My theory is that in a quick split second while you’re still realizing you’ve hooked up, the fish is able to create just enough slack in the line to back itself out of or spit out the hook.
Has anybody else witnessed this trick of theirs? How would you recommend countering it?
Especially when it happens so quickly, almost before you’re able to act upon it.
I try to be ready for it, It doesn’t happen or work ALL THE TIME, but it has worked on me often enough that it is simply maddening.
My reason for keeping my rod low and parallel to the water surface is for three reasons. 1, keep the fish from jumping. As beautiful and exciting as a jumping steelhead is, the more it jumps the bigger the hole that hook is making and the more the chance the hook will come out. Your bent rod is spring loaded so you’re aiding the fish to jump if you’re holding your tip high. The more it jumps the less chance you have of landing it. When ever it does jump I reset the hook with quick strip set. 2, turn the fish. When the fish is making a powerful run, keeping your rod parallel and low is now putting that spring loaded pressure sideways causing it to turn. Think of a horse and bit. 3, more bend in the rod. The more bend in the rod, the less pressure on the tippet. This part I won’t recommend but it works for me every time. I have on many occasions pointed my rod butt at the fish, so the rod is in a complete u shape. Haven’t broken a rod yet so I’m confident in doing it. I do this when I’m under rodded or fighting a particularly strong fish. Wouldn’t do it with a super fast action rod though.
Dana eddings says
Not on this subject but pros cons of fluorescent orange tip section on bonefish fly lines. Sure help angler know where end of line is but have had guide not like it’s visibility.
Jim Ray says
“Rod tip too high. We like the ‘down and dirty’ method with big fish – in most situations right up to the end of the fight, your rod tip should be in the water. Yes, sometimes you need to raise your rod to avoid an obstacle – that’s fine. But otherwise, keep your rod low for maximum fish fighting mojo.”

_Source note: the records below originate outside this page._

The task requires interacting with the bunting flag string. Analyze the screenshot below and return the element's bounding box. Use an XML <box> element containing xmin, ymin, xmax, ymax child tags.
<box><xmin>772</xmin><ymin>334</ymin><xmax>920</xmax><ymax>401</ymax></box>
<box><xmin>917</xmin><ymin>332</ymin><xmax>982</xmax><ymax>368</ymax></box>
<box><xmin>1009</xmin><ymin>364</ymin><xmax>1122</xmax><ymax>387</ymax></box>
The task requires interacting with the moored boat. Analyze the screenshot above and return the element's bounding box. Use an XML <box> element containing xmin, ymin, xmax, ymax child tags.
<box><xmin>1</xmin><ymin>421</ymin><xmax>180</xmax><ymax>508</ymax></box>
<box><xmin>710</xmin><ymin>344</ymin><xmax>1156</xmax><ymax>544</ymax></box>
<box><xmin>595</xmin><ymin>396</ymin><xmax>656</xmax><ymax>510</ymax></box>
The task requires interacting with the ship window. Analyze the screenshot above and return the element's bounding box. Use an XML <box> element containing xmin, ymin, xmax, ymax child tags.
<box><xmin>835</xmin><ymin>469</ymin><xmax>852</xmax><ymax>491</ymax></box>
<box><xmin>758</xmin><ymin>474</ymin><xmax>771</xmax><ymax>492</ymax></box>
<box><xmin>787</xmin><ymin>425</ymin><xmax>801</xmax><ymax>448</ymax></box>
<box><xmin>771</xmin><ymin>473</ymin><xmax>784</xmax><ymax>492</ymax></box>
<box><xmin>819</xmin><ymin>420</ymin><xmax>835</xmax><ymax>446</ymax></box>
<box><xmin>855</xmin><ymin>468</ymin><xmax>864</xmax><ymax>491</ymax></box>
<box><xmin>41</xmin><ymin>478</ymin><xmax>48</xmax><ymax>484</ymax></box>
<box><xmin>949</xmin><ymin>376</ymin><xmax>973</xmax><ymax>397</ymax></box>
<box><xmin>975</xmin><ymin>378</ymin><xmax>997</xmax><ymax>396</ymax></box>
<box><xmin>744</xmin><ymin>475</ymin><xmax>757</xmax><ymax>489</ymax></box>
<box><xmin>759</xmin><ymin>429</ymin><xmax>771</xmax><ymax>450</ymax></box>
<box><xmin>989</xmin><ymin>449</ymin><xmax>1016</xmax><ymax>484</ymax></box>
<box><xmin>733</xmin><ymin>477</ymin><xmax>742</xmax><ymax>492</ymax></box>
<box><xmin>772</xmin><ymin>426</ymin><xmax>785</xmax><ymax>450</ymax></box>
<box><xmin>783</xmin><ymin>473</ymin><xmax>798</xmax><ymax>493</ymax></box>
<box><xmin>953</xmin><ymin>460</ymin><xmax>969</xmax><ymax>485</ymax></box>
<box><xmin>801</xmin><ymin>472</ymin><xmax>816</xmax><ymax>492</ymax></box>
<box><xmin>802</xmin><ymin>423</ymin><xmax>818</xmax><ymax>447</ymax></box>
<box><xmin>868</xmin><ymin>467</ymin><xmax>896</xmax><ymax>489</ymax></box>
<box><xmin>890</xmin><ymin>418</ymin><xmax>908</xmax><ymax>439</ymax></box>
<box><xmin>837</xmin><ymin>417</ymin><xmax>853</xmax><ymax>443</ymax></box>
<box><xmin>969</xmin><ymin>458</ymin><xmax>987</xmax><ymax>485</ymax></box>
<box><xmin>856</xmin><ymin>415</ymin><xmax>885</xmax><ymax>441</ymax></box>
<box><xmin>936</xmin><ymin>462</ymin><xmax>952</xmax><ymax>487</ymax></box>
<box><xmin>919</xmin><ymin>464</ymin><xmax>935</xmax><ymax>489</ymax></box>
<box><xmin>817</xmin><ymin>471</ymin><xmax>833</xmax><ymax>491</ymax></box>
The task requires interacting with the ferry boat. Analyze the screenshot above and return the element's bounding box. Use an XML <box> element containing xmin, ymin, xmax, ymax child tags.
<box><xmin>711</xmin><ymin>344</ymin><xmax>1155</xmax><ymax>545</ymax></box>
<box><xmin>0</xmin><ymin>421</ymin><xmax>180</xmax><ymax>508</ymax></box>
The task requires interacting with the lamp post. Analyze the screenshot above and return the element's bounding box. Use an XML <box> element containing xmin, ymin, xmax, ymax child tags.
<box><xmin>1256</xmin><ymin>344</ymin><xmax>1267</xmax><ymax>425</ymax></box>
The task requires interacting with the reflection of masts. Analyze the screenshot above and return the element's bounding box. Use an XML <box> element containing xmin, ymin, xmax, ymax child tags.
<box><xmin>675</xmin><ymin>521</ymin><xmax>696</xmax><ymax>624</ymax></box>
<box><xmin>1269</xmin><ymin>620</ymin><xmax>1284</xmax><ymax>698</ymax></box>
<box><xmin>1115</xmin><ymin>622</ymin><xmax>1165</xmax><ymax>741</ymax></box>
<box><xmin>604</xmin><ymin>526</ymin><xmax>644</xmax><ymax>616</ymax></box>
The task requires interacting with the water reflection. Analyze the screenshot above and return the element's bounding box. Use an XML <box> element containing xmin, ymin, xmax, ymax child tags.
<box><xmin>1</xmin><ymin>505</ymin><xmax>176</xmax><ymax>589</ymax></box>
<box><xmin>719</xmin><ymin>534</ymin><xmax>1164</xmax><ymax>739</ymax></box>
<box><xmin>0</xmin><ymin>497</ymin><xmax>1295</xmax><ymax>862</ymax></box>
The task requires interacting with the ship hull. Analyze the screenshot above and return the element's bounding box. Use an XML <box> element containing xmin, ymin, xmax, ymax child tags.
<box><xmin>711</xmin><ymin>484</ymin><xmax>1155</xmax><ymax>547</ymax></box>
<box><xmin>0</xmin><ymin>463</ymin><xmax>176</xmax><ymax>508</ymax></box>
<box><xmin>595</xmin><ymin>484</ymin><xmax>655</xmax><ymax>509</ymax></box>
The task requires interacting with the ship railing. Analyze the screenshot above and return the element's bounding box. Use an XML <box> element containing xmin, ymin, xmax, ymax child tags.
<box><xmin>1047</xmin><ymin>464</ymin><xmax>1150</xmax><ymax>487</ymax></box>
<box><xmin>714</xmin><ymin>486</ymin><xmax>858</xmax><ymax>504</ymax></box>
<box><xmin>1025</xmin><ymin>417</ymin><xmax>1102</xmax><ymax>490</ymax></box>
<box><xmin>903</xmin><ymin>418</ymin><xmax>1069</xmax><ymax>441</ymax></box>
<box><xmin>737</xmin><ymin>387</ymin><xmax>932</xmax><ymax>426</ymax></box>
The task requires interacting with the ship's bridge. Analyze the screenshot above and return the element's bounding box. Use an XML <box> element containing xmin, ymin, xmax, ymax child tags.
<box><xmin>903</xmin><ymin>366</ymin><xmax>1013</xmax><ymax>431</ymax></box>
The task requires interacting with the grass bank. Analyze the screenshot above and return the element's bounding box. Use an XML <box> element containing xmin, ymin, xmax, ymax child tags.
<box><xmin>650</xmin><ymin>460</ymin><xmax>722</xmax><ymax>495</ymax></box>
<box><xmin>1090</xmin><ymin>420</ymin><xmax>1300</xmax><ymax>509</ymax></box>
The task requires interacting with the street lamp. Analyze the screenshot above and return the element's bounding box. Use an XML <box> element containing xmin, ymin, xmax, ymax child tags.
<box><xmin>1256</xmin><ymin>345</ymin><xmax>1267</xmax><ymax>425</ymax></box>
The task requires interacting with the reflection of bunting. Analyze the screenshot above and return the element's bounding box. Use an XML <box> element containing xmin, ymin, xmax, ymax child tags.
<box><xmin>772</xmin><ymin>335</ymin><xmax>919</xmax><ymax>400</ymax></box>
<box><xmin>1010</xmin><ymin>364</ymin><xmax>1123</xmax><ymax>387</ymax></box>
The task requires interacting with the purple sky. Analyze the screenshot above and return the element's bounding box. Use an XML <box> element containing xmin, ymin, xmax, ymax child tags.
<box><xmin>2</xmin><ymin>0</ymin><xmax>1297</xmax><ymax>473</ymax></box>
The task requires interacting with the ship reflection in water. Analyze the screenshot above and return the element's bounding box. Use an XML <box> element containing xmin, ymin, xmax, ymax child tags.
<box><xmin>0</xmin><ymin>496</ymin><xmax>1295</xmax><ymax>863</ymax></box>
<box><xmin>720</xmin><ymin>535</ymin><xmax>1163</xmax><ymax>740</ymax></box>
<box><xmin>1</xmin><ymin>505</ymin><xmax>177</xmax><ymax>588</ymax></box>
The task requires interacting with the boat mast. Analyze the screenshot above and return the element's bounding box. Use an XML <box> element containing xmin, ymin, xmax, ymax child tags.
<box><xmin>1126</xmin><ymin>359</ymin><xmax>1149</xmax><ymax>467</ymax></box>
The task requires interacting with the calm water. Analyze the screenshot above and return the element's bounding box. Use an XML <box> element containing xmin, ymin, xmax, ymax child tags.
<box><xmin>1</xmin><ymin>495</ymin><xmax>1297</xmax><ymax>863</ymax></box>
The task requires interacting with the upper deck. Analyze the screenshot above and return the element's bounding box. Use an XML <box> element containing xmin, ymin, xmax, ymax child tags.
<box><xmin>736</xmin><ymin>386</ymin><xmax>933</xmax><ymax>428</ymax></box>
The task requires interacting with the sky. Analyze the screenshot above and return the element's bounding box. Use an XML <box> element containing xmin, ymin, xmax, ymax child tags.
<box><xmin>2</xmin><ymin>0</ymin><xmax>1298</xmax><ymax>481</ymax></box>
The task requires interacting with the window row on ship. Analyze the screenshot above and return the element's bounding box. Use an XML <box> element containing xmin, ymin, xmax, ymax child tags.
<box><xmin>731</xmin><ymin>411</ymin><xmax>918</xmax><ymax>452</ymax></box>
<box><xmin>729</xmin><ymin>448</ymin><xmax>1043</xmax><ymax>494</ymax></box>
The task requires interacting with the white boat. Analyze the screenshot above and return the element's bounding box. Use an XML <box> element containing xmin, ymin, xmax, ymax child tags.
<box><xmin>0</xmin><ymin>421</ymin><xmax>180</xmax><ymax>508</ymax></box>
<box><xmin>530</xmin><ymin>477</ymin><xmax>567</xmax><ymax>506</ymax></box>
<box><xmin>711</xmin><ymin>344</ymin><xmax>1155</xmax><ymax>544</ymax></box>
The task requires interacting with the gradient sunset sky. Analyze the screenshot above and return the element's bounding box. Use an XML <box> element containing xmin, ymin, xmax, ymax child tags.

I learned this from a guide on the Delaware many years ago, and have used it effectively many, many times. I have found that when you do this, it is generally possible to pull, or guide, the fish into softer water where it will practically swim to you with just a small amount of rod pressure. I believe this is because the line is parallel to the river-bottom, and while the fish does not recognize what is happening, it does not feel the need to fight whatever it feels is trying to pull it out of the water when the rod tip is kept high. I have found that I can land fish very quickly using this method – as long as the bottom doesn’t have big boulders to snag my flyline! The downside is that the fish is often pretty feisty once it is landed.